Como já escrevi a respeito, tal método de funcionamento destoa um bom tanto das práticas comuns esperáveis em um livre mercado, porque desconhece o valor do preço e não remunera os artistas de forma objetiva. Direito de propriedade pressupõe preço: o preço do cantor A é diferente do preço do cantor B. Direito de propriedade pressupõe um elo direto entre o dono e a coisa: logo, o cantor A deveria receber (o seu preço) pela música A. No entanto, cada artista recebe um valor estipulado pelo órgão, de acordo com uma estimativa. Não tem sido por outra razão que abundam queixas de vários dos seus associados.

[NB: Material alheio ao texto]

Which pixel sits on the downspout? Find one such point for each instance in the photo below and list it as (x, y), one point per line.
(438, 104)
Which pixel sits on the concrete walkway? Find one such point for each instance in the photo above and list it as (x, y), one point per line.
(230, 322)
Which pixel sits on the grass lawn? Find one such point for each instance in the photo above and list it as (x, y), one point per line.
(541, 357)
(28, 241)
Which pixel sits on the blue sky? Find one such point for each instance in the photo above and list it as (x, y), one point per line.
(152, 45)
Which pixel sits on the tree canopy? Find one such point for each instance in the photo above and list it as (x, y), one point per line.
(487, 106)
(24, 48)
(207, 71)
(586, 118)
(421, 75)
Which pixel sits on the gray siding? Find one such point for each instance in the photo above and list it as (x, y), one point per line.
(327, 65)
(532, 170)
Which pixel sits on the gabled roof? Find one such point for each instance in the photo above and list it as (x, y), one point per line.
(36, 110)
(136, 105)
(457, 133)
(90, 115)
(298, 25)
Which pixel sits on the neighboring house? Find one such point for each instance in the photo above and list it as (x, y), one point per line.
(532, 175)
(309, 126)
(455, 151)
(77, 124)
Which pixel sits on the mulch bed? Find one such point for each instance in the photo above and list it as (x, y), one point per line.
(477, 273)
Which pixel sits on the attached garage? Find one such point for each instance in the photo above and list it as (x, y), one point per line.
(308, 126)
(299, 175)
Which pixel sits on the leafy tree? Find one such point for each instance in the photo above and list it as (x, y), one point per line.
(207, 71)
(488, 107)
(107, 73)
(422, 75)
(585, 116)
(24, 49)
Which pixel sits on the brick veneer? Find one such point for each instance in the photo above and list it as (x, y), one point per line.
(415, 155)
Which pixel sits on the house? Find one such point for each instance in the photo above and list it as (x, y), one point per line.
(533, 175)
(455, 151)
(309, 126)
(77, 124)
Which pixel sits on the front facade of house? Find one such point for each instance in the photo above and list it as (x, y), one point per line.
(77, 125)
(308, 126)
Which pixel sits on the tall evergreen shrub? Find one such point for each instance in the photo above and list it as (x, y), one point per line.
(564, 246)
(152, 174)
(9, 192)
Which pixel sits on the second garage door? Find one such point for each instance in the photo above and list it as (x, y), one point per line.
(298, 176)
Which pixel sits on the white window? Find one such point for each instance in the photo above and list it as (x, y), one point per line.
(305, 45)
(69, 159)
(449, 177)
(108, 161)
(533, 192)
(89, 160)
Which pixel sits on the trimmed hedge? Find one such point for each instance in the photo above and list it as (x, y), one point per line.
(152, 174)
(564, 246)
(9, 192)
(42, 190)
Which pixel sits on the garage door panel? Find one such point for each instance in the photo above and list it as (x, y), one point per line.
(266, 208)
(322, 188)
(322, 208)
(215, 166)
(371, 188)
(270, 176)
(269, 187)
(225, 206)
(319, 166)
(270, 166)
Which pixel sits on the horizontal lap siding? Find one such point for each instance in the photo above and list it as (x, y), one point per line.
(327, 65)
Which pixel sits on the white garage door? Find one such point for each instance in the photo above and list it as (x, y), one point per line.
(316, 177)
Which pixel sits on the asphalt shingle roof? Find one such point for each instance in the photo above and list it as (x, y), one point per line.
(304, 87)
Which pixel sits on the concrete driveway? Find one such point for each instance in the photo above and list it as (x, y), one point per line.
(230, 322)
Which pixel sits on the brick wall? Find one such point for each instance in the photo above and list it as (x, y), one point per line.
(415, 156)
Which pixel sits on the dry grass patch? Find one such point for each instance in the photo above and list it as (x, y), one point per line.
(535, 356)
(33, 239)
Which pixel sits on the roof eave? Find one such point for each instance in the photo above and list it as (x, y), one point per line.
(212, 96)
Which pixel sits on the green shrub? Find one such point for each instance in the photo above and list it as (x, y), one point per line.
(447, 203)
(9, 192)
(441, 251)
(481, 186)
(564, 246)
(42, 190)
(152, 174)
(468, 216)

Tais dificuldades, até certo ponto previsíveis, conduzem-nos ao questionamento sobre a legitimidade da propriedade intelectual ou autoral. Considerando que o Ecad tem cobrado até mesmo de quem instala um rádio ou TV em seu estabelecimento – mesmo que estes próprios já lhe paguem os direitos autorais – vamos imaginar um extremo no qual um táxi ou mesmo um carro particular sintonize um canal de rádio, para agrado não só do motorista, mas também dos passageiros! Ou, ainda mais, vamos imaginar as festas particulares, onde são tocados os discos dos cantores preferidos. Que tal cobrar direitos autorais do sujeito que assobia uma música dentro de um ônibus lotado?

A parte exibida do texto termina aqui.